4. The correlation (concordance) between NIR fluorescent, radioactive and blue stained SLNs, in terms of anatomical location of the detected SLN;
5. Adverse events of ICG, 99mTc and/or blue dye;
6. The time to complete SLN detection with ICG versus 99mTc + blue dye (including the time to detect separate SLNs);
7. Cost-effectiveness comparison of ICG versus 99mTc and blue dye SLN detection;
8. Patient satisfaction with the oncological care and procedure (IN-PATSAT32 questionnaire);
9. Surgical evaluation of the usability of fluorescence imaging measured with questionnaires.
Background summary
Rationale: We hypothesize intraoperative indocyanine green (ICG) with near-infrared (NIR) fluorescence imaging provides non-inferior bilateral detection rates of sentinel lymph nodes (SLNs) in early-stage cervical cancer compared with the current standard of care, Technetium-99m nanocolloid (99mTc) with preoperative SPECT-CT in combination with intraoperative blue dye. In daily practice, switching to ICG offers advantages over the use of 99mTc and blue dye; ICG is cheaper, non-radioactive, logistically more attractive, and leads to less burden on the patient (shorter admission, injection under anaesthesia, potentially less morbidity).
Objective: To evaluate the bilateral SLN detection rate of intraoperative ICG with NIR fluorescence imaging compared to the current standard of care of 99mTc (with preoperative SPECT/CT) and blue dye.
Study design: We plan a cross-sectional, monocentre, non-inferiority study with a paired comparison of both SLN modalities in a single sample of patients. Thus, all patients undergo mapping with ICG and NIR fluorescence imaging followed by mapping with 99mTc and blue dye. The surgeons will be blinded for the pre-operative outcome of SPECT-CT to avoid biased detection with ICG.
Study population: Patients with early-stage cervical cancer who receive primary surgical treatment (FIGO stage IA – IB2 or IIA1).
Intervention: SLN procedure with NIR fluorescence imaging after peritumoural injection of ICG (5mg) in adjunct to the current standard of care.
Main study parameters/endpoints: The main endpoint of this study is bilateral SLN detection rate of the different modalities (i.e. detection of at least one SLN in each hemipelvis).

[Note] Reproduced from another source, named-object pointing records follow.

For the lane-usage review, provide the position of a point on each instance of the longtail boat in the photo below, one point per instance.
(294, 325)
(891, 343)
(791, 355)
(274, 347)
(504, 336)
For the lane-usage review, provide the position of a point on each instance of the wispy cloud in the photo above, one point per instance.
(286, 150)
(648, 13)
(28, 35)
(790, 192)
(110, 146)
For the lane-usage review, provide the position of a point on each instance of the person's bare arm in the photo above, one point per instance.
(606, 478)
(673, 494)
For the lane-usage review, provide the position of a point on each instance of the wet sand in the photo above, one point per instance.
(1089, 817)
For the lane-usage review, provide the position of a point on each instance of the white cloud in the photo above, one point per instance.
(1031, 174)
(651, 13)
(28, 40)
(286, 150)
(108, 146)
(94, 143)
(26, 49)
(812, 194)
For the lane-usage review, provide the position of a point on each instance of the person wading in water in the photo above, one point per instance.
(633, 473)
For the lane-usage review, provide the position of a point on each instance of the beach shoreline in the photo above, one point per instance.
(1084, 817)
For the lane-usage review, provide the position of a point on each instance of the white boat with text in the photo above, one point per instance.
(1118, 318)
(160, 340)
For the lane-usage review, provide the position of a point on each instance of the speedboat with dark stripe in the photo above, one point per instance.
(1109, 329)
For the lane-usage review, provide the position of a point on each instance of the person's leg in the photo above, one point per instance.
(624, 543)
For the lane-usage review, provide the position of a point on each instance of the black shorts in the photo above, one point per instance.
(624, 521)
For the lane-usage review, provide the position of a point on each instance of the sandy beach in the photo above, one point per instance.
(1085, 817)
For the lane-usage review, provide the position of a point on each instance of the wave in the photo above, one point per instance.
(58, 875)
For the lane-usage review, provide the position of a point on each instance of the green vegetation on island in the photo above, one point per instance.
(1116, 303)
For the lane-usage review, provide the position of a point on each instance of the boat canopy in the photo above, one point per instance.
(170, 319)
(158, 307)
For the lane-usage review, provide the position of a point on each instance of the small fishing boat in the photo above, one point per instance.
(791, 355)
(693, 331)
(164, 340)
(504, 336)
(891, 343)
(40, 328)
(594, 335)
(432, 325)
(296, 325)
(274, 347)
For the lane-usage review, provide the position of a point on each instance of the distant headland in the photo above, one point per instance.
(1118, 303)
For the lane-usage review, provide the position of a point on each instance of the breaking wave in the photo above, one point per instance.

Secondary endpoints include overall SLN detection rate (i.e. detection of at least one SLN), diagnostic accuracy in terms of tumour positivity of the different modalities (sensitivity and false negatives; defined as patients with tumour-negative SLNs and tumour-positive non-SLNs), with pelvic lymph node dissection (PLND) as gold standard to confirm tumour positive lymph nodes (part of current standard-of-care), the number of SLNs detected, concordance of SLN localisation with different modalities, cost-effectiveness in terms of costs related to the percentage increase in bilateral detection rate, patient satisfaction, and usability of fluorescence guided surgery.
Nature and extent of the burden and risks associated with participation, benefit and group relatedness: As we compare strategies for SLN procedure that are already applied in current daily practice (99mTc with blue dye) or on large scale in research setting for cervical cancer (ICG), no additional risks or burdens are expected from these interventions. Since ICG with NIR fluorescence imaging is used in adjunct to the standard procedure, the total operation time might be slightly longer (estimated at 15 minutes). The extra time will only be a small fraction of the total duration of the operation (240 minutes) and will therefore entail only minimal risks of prolonged anaesthesia. In very rare cases an allergic reaction to ICG has been reported (< 1/10.000 cases). In order to minimize this risk, patients with an severe allergy for iodine and those with a renal insufficiency are excluded from this study.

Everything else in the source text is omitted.